> ### Digital Communications Systems (3C) - Huffman Coding - Practical Assignment
>
> - Student Name: *Ibrahem Mouhamad*  
> - Student ID: *22PGR0004*

This program uses a priority queue to construct the Huffman tree, and then uses a recursive function to generate the Huffman codes for each character. Finally, it uses the generated codes to compress the original string, and fill the table according to the output of the program.

It can compress any string, not just the string in the assignment. We can provide the required string by assigning it to the `input` variable in the main function.

In [88]:
# Copyright 2023 Ibrahem Mouhamad
#

from collections import Counter
from functools import reduce
from queue import PriorityQueue
from itertools import count
# unique counter to use PriorityQueue without caring about comparisons
unique = count()

# Generate the Huffman codes using deoth first algorithm
def generate_codes(node, code, codes: dict = {}) -> dict:
    # if it is a leaf node then return the code
    if isinstance(node[2], str):
        codes[node[2]] = code
        return
    # visit the left node
    generate_codes(node[2], code + '0', codes)
    # visit the right node
    generate_codes(node[3], code + '1', codes)

    return codes

# Huffman Coding Algorithm
# takes as input the frequency list
# to get the frequency list uses: frequency = Counter(input)
def huffman_coding(frequency) -> dict:
    # Create a priority queue to store the characters and their frequencies
    pq = PriorityQueue()
    for char, count in frequency.items():
        pq.put((count, next(unique), char))

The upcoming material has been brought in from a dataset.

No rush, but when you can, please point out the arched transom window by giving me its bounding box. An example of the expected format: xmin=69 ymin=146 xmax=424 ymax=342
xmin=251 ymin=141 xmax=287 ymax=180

    # Build the Huffman tree
    while pq.qsize() > 1:
        # extract minimum value
        left_node = pq.get()
        # extract minimum value
        right_node = pq.get()
        # calculate the sum the minimum values and assign it to the value of newNode
        parent_node = (left_node[0] + right_node[0], next(unique), left_node, right_node)
        # insert the new node into the tree
        pq.put(parent_node)

    # get the tree root node
    root = pq.get()
    # collect the codes
    codes = generate_codes(root, '')
    return codes

# helper function to print the results table
def print_table(table) -> None:
    print ('| {:<15} | {:<9} | {:<9} | {:<9} |'.format('Character','Frequency', 'Code', 'Size'))
    print('-------------------------------------------------------')
    for row in table:
        print ('| {:<15} | {:<9} | {:<9} | {:<9} |'.format(row[0], row[1], row[2], row[3]))
        print('-------------------------------------------------------')

# calculate the compressed string
def compress(input, huffman_codes) -> str:
    compressed = ''
    for char in input:
        compressed += huffman_codes[char]
    return compressed

if __name__ == '__main__':
    input = 'DABBCAACCCDABBDCCA'
    print('\nThe input string is: \'{}\'\n{} bits are required to send this string.\n'.format(input, 8*len(input)))
    # Count the frequency of each character in the string
    frequency = Counter(input)
    # get Huffman coding
    codes = huffman_coding(frequency)

    # fill the table
    table = []
    compressed_size = 0
    for element in sorted(frequency):
        table.append([element, frequency[element], codes[element], frequency[element]*len(codes[element])])
        compressed_size += frequency[element]*len(codes[element])

    table.append([
        '{} bits'.format(len(frequency)*8),
        '{} bits'.format(len(input)*8),
        '',
        '{} bits'.format(compressed_size)
    ])

    # print the table
    print('Table:')
    print_table(table)
    # Compress the string
    compressed = compress(input, codes)
    print('\nThe compressed string is: \'{}\'\n{} bits are required to send the compressed string.\n'.format(compressed, len(compressed)))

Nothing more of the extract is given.